Par Claudia Kenou
L’analyse des risques budgétaires associés à la dette publique constitue un enjeu crucial pour la soutenabilité des finances publiques du Bénin. Dans son Bulletin statistique de la dette publique publié en janvier 2025, la Caisse autonome de gestion de la dette (Cagd) s’est prêtée à cet exercice. Elle offre un cadre analytique reposant sur trois axes essentiels : la gestion des passifs conditionnels, l’analyse de viabilité de la dette publique et l’examen des indicateurs de coût et de risque du portefeuille de la dette publique. Un diagnostic crucial pour comprendre les défis financiers à venir.

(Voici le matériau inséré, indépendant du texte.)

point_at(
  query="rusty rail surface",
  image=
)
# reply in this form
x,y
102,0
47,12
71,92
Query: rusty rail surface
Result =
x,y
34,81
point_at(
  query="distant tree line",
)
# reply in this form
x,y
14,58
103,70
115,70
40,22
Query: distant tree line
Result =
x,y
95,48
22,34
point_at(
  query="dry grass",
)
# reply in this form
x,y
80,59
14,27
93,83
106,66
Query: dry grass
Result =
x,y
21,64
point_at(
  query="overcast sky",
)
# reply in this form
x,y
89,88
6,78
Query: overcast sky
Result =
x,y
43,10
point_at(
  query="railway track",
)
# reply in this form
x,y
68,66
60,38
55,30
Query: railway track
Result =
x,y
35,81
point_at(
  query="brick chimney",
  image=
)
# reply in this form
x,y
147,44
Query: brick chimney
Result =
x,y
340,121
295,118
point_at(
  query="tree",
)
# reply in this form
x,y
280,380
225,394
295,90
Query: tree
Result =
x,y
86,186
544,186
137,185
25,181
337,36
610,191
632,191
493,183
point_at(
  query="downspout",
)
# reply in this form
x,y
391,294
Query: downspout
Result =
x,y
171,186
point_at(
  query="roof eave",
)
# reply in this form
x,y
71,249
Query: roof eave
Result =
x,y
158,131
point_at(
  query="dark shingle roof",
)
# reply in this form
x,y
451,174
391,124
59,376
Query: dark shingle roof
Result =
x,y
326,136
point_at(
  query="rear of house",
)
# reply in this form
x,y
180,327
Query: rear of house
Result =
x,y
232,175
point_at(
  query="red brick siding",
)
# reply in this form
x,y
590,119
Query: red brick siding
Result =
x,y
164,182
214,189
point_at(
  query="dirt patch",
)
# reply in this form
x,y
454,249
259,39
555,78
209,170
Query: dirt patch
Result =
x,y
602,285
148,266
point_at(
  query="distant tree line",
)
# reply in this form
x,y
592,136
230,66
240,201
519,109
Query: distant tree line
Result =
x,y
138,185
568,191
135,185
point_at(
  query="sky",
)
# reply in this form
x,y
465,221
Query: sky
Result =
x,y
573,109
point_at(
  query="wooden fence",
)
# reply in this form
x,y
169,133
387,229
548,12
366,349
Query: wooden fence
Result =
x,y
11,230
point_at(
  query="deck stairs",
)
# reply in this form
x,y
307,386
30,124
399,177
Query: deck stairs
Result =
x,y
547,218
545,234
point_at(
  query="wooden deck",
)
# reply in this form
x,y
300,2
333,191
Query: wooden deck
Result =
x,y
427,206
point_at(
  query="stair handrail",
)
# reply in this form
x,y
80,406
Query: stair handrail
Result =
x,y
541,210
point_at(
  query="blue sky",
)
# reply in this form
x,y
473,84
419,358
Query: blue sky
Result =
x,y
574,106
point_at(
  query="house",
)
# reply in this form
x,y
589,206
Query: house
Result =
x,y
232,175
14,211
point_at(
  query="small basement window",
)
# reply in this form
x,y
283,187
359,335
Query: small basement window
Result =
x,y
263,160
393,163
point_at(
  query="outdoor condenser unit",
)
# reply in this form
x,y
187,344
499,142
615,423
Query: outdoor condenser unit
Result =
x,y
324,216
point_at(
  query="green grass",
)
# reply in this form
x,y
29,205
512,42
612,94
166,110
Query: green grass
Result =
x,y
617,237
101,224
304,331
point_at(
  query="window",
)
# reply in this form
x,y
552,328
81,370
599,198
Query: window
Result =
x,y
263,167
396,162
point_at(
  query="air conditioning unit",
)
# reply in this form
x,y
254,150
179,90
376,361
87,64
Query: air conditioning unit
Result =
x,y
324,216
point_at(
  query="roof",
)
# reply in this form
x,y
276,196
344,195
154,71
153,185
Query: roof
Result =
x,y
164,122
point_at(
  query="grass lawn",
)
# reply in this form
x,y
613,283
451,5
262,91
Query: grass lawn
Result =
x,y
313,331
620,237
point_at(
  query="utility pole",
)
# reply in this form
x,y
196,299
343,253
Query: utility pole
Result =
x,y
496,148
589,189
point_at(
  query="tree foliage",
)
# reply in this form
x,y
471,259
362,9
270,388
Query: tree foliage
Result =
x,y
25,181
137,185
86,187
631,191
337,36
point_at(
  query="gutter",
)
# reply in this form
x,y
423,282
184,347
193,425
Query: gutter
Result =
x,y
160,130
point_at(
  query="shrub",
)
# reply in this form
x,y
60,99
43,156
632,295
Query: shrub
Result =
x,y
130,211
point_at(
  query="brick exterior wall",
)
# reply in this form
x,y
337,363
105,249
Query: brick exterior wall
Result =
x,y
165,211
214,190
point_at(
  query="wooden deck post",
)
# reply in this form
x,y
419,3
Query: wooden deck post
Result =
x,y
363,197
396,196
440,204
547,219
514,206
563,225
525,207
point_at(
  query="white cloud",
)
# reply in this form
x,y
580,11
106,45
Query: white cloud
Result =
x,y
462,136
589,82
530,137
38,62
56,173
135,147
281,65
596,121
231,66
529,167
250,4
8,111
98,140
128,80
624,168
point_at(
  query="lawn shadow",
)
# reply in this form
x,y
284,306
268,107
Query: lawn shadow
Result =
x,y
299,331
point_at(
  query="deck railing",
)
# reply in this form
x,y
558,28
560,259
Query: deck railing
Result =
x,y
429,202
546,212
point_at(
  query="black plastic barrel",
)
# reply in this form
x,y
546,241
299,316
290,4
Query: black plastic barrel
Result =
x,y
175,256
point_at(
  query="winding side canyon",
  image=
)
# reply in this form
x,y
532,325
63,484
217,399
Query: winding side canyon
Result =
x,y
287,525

La gestion des passifs conditionnels représente un enjeu majeur pour la stabilité budgétaire du Bénin. À fin du quatrième trimestre de l’année 2024 (T4 2024), la dette garantie par l'État ne représente que 0,2% du PIB. Mais cette dette, bien que faible en proportion, est intégrée dans le portefeuille de la dette publique et fait l’objet d’une surveillance constante dans le cadre de l’Analyse de viabilité de la dette (Avd). À ce jour, a indiqué le Bulletin, le Port autonome de Cotonou (Pac), bénéficiaire de la garantie de l’État, respecte scrupuleusement ses échéances sans solliciter ladite garantie. De plus, la dette bancaire des entreprises publiques non garantie par l’État, représentant 2,3% du PIB, est incluse dans l’Avd sous forme de scénarios de chocs liés aux passifs conditionnels. Un suivi rigoureux est assuré par le gouvernement à travers un dispositif de surveillance impliquant la Direction générale des participations de l’État et de la dénationalisation (Dgped) et la Caisse autonome de gestion de la dette (Cagd). Par ailleurs, les réformes engagées ces dernières années ont permis une gestion optimisée du portefeuille des entreprises publiques, renforçant ainsi la résilience budgétaire. Il est également important de noter que l’État prend en charge le service de la dette des prêts rétrocédés aux entreprises publiques avant d’en recouvrer les échéances. Une démarche qui assure un paiement systématique, évitant ainsi toute perturbation budgétaire majeure.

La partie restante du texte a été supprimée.